Aprovada há 1 ano, lei que implanta ‘Farmácia Solidária’ ainda não funciona em Rio Branco

Aprovada há um ano e divulgada no Diário Oficial do Acre (DOE), a Lei (PL) que implanta a ‘Farmácia Solidária’não foi implementada pela Secretaria de Saúde de Rio Branco. A informação é do autor da lei, vereador Mamed Dankar (PT).

O programa quer favorecer a população de baixa renda através da coleta, organização, formação de estoque e distribuição gratuita de remédios. O G1 entrou em contato com a Secretaria de Saúde, mas não obteve retorno até a publicação desta reportagem.

A Câmara de Vereadores de Rio Branco aprovou o projeto em março de 2018. Depois de passar pelas comissões de Saúde e Assistência Social (CSAS) e Constituição, Justiça e Redação Final (CCJ), o PL seguiu para plenário, onde teve votação favorável unânime.

Dankar criticou a falta de efetividade do programa durante sessão na Câmara nesta quinta-feira (7). Sem respostas, o vereador contou ao G1 que iniciou a arrecadação dos medicamentos para a população carente.

“A secretaria tem a incumbência de colocar em prática, tinha abertura de fazer parcerias e tocar. Mas, não houve ação nenhuma de implementação. Começamos a arrecadar há uma semana e disponibilizamos um número de telefone só para o Farmácia Solidária para receber ações de pessoas que ligam, dizem onde está o medicamento e vamos receber”, complementou.

Arrecadação

Os medicamentos vão ser arrecadados nos primeiros 15 dias deste mês. Após isso, o vereador disse que vai fechar parceria com instituições solidárias e ONGs para distribuir os remédios, mediante apresentação das receitas médicas.

“Fazemos a triagem para saber se o medicamento pode ser ofertado, qual a necessidade e outros trâmites. Nesses primeiros 15 dias de março estamos arrecadado medicamento para uma ação que vamos fazer em parceria com instituições de caridades e depois vamos fazer a distribuição”, confirmou.

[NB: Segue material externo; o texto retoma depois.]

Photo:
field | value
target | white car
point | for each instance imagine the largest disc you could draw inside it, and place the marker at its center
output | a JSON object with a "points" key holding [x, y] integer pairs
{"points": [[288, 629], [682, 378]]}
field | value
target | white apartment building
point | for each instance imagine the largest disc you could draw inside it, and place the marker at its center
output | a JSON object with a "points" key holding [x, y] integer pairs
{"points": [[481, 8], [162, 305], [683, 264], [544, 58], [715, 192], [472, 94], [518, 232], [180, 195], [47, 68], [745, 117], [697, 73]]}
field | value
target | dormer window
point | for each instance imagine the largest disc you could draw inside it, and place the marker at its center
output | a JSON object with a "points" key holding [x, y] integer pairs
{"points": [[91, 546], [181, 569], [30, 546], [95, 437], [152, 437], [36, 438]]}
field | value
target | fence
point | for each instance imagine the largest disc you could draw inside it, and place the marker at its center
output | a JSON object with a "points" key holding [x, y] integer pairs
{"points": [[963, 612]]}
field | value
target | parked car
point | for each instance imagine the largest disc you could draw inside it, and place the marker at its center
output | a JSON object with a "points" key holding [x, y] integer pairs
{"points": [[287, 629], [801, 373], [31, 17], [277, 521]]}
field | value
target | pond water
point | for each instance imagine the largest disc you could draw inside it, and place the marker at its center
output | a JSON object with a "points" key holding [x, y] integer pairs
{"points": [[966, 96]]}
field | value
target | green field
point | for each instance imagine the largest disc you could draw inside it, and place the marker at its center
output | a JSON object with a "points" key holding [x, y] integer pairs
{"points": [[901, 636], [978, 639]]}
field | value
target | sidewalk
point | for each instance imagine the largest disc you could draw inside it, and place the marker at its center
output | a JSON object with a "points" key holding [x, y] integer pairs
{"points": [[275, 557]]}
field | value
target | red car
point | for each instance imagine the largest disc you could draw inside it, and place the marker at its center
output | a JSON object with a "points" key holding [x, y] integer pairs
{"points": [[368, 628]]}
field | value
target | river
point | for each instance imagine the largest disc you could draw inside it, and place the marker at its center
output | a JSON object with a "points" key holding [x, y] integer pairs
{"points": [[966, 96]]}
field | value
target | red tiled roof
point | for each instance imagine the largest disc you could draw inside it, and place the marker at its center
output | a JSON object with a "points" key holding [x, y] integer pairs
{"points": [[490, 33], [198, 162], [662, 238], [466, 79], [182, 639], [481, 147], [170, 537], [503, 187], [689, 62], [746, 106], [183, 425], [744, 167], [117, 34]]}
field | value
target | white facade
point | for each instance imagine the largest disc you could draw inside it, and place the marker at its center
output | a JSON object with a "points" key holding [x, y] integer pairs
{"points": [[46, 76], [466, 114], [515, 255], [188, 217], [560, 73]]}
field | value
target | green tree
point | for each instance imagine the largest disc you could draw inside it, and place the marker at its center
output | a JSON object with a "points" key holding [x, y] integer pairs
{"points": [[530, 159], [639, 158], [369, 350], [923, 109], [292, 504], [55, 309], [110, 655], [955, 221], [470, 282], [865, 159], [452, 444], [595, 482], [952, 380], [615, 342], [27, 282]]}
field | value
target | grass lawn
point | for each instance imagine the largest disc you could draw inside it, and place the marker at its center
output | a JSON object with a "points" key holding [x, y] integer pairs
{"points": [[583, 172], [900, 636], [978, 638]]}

Segundo o vereador, foram arrecadados até o momento cerca de 500 caixas de remédios. Em caso de remédios vencidos, Dankar disse que vai acionar a Secretaria de Meio Ambiente (Semeia) para fazer a destinação certa, para não jogar em lixo comum.

“Depende da parceria que vamos formalizar, porque têm instituições solidárias como o Rotary que faz ações como brechó, bazar e atendimentos médicos, vamos aproveitar esses momentos para divulgar que estaremos com os medicamentos lá”, concluiu.